Tuesday, November 03, 2009

Attack of the Killer Cucumbers

The Butcher of Smithfield: Chaloner's Third Exploit in Restoration London (2008)

Susanna Gregory's Matthew Bartholomew books are entertaining if slight medieval murder mysteries set in and around 14th century Cambridge University. More efficient than inspired, they're the kind of books you buy to take on holiday and then leave in the hotel for the next guest.

They pass the time enjoyably enough, but you're unlikely ever to want to re-read them, basically.

What they're definitely not is Patricia Finney style medieval spy novels, Smiley in Elizabethan times, with richly described historical detail, intricate and logically consistent plots and a cast of finely sketched characters moving around a wholly believable world.

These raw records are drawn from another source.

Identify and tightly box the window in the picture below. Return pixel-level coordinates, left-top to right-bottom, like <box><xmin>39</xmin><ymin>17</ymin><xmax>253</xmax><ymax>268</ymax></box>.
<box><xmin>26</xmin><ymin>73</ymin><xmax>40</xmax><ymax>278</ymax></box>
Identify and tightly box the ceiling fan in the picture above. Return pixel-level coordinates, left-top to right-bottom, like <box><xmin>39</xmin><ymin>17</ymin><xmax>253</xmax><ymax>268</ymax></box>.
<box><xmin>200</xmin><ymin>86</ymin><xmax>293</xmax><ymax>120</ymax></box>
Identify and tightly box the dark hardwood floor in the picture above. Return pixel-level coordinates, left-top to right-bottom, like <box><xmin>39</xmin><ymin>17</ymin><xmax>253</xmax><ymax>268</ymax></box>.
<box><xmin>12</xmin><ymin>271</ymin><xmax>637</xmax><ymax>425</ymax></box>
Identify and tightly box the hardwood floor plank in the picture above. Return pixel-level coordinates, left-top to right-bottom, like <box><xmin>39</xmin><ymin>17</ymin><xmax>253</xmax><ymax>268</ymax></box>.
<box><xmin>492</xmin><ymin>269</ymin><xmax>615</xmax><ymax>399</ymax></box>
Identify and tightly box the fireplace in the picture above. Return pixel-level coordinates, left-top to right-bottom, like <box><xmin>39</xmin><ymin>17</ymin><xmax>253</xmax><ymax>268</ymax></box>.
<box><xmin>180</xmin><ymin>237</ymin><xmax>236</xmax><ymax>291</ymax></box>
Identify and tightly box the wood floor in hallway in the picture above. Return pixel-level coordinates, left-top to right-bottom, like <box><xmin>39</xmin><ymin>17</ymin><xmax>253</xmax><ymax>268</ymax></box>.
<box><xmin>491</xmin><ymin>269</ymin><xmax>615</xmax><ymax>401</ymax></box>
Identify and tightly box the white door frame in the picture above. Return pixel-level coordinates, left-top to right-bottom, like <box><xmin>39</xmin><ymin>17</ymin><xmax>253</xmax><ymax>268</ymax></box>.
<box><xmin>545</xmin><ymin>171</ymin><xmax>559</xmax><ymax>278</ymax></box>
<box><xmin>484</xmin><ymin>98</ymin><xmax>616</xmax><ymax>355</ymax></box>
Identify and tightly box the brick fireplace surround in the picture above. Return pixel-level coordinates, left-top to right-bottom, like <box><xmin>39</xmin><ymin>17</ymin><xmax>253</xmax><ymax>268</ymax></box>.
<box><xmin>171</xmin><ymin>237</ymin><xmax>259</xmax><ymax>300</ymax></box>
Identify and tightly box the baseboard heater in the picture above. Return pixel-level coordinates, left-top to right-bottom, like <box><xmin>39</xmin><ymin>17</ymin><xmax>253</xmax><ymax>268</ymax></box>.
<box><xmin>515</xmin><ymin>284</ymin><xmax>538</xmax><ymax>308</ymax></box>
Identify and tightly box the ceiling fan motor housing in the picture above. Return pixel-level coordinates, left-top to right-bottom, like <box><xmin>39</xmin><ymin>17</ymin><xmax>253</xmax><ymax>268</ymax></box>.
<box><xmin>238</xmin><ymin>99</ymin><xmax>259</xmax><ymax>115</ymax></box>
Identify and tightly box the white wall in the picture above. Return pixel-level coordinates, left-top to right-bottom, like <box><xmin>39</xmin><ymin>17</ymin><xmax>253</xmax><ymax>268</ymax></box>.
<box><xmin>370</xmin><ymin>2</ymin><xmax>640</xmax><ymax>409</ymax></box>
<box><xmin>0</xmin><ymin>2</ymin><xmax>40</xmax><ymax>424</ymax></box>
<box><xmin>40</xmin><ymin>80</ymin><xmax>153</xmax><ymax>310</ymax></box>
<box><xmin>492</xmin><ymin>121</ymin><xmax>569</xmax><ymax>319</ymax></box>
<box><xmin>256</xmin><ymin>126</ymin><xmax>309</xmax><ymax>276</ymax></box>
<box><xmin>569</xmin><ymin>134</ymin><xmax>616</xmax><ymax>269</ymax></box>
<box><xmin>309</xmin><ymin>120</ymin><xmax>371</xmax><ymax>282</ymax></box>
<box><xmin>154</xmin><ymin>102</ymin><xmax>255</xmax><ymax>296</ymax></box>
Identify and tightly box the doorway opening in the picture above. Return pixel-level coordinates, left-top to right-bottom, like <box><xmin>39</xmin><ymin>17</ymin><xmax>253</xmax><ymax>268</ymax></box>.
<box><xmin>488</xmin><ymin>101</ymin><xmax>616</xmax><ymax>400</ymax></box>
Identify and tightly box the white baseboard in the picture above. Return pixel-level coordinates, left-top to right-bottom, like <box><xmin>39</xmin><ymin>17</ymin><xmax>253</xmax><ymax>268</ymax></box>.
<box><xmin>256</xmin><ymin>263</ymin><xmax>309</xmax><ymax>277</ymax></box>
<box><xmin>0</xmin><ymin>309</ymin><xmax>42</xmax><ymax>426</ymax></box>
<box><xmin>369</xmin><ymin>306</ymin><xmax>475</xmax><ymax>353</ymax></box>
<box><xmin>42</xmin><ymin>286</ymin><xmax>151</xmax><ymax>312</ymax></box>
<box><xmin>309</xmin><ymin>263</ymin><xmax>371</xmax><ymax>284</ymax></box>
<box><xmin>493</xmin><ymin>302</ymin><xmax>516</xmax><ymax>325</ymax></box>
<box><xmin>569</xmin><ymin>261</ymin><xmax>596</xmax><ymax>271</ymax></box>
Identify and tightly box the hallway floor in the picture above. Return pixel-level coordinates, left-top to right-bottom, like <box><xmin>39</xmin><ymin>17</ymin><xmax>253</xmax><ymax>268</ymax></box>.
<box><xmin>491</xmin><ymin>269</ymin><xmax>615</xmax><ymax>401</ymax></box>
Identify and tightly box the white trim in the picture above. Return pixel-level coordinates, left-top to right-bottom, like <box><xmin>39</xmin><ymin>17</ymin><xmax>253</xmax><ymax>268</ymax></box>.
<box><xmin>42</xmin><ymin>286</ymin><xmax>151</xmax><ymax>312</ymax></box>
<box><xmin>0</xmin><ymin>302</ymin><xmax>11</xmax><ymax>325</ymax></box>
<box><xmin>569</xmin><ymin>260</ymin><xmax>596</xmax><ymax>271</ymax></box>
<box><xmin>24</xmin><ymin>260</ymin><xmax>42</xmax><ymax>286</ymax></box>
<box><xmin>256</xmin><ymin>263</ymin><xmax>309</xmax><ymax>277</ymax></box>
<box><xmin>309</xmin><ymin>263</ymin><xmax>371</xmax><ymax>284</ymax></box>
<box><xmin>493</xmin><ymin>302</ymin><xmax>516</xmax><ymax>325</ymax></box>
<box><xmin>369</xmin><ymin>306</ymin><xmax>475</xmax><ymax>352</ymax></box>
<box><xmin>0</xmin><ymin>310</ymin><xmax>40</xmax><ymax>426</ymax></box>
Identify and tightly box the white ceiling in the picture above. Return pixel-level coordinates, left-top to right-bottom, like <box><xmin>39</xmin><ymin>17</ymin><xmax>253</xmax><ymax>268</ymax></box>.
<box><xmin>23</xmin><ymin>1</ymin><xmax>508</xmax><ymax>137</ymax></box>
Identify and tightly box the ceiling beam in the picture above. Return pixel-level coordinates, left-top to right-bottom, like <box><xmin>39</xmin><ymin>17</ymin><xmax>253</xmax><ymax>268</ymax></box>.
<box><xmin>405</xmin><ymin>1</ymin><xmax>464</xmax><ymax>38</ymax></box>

Which is why I should have suspected Gregory's second series of historical detective novels might be a bridge too far for the author - and for the reader. The Thomas Challoner books are set immediately post the restoration of Charles II, with the eponymous hero a spy for the Earl of Clarendon - a position he formally held under Cromwell's government. It's a promising set up and an interesting and relatively unexplored period, but where in the hands of a Finney or Martin Steven I'd expect something deep and layered, here the prose is at best workmanlike and - more importantly - the central puzzle has so obvious a solution that the failure of Challoner to spot it for several hundred pages serves only to make him look an idiot.

An incredibly straight-forward and obvious anagram turned ludicrous co-incidence, a scattering of clues so completely telegraphed that they may as well have been written in a different font to the rest of the text and a tendency to change the intelligence of each character from page to page in order to shove the story onwards, made this a real struggle to read.

Add in a habit (admittedly slightly less pronounced than in the Bartholomew novels) of devoting paragraph after paragraph to pointless and unconnected historical data which serves merely to highlight that the author has done some background reading, and this is a book - and I suspect series - to avoid like the mysterious and poisonous cucumbers which kick off the mystery (that's not as interesting as it sounds, incidentally).